【鼎革‧革鼎】︰ Raspbian Stretch 《六之 K.3-言語界面-7.2D 》

針對『響度』循名責實,終究把我們帶回『聲壓』這個物理概念︰

Sound pressure

Sound pressure or acoustic pressure is the local pressure deviation from the ambient (average or equilibrium) atmospheric pressure, caused by a sound wave. In air, sound pressure can be measured using a microphone, and in water with a hydrophone. The SI unit of sound pressure is the pascal (Pa).[1]

Mathematical definition

A sound wave in a transmission medium causes a deviation (sound pressure, a dynamic pressure) in the local ambient pressure, a static pressure.

Sound pressure, denoted p, is defined by

  p_{{\mathrm {total}}}=p_{{\mathrm {stat}}}+p,

where

  • ptotal is the total pressure;
  • pstat is the static pressure.

Sound pressure diagram:

  1. silence;
  2. audible sound;
  3. atmospheric pressure;
  4. sound pressure

Sound measurements

Sound intensity

In a sound wave, the complementary variable to sound pressure is the particle velocity. Together, they determine the sound intensity of the wave.
Sound intensity, denoted I and measured in W·m−2 in SI units, is defined by

  {\mathbf I}=p{\mathbf v},

where

  • p is the sound pressure;
  • v is the particle velocity.

……

Inverse-proportional law

When measuring the sound pressure created by an object, it is important to measure the distance from the object as well, since the sound pressure of a spherical sound wave decreases as 1/r from the centre of the sphere (and not as 1/r2, like the sound intensity):[3]

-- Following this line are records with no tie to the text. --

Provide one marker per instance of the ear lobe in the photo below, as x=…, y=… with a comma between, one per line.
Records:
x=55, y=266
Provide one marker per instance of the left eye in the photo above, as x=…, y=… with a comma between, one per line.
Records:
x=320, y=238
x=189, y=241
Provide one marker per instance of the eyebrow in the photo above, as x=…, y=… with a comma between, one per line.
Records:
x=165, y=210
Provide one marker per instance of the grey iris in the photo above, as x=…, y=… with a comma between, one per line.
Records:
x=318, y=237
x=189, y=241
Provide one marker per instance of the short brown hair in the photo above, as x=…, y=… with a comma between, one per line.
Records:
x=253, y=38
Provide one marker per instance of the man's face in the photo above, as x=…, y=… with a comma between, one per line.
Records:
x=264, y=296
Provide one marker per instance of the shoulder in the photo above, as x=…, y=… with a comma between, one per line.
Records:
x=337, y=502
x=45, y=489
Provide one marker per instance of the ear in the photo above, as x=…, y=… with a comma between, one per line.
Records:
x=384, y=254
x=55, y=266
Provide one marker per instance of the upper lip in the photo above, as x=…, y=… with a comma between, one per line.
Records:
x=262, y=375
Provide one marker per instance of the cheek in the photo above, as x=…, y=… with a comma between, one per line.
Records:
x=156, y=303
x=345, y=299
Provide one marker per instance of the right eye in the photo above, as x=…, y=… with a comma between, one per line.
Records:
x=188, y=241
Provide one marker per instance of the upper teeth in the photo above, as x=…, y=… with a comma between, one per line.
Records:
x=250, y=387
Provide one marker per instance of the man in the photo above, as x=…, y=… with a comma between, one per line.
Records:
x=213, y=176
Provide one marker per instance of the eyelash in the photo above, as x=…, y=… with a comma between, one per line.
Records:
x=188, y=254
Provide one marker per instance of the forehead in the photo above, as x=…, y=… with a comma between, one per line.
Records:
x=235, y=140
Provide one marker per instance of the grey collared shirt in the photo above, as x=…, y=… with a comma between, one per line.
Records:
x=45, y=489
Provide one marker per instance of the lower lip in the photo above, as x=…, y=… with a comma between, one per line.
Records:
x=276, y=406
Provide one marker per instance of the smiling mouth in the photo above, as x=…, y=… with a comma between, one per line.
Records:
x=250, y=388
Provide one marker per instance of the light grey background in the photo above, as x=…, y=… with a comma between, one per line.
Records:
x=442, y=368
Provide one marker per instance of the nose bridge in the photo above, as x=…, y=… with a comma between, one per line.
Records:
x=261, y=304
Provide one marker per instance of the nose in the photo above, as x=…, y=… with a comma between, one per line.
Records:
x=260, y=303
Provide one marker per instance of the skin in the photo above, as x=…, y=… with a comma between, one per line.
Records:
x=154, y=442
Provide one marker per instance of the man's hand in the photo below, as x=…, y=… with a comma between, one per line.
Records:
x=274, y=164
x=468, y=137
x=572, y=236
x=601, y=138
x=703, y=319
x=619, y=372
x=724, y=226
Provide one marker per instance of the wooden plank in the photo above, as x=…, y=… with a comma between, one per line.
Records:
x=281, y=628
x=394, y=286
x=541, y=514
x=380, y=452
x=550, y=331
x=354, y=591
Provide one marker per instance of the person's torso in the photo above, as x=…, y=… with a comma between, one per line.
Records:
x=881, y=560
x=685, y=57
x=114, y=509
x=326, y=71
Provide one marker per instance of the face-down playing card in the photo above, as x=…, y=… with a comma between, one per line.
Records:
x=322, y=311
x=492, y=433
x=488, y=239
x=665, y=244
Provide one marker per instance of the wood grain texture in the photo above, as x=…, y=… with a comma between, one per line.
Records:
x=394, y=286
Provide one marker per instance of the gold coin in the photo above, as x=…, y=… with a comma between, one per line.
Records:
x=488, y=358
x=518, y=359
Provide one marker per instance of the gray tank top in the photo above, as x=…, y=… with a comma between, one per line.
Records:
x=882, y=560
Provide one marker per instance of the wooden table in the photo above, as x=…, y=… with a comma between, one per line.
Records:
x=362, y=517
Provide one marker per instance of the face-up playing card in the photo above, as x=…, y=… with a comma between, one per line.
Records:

p(r)\propto {\frac {1}{r}}.

This relationship is an inverse-proportional law.

If the sound pressure p1 is measured at a distance r1 from the centre of the sphere, the sound pressure p2 at another position r2 can be calculated:

p_{2}={\frac {r_{1}}{r_{2}}}\,p_{1}.

The inverse-proportional law for sound pressure comes from the inverse-square law for sound intensity:

I(r)\propto {\frac {1}{r^{2}}}.

Indeed,

I(r)=p(r)v(r)=p(r)[p*z^{{-1}}](r)\propto p^{2}(r),

where

hence the inverse-proportional law:

p(r)\propto {\frac {1}{r}}.

The sound pressure may vary in direction from the centre of the sphere as well, so measurements at different angles may be necessary, depending on the situation. An obvious example of a sound source whose spherical sound wave varies in level in different directions is a bullhorn.[citation needed]

………

Sound pressure level

Sound pressure level (SPL) or acoustic pressure level is a logarithmic measure of the effective pressure of a sound relative to a reference value.
Sound pressure level, denoted Lp and measured in dB, is defined by[4]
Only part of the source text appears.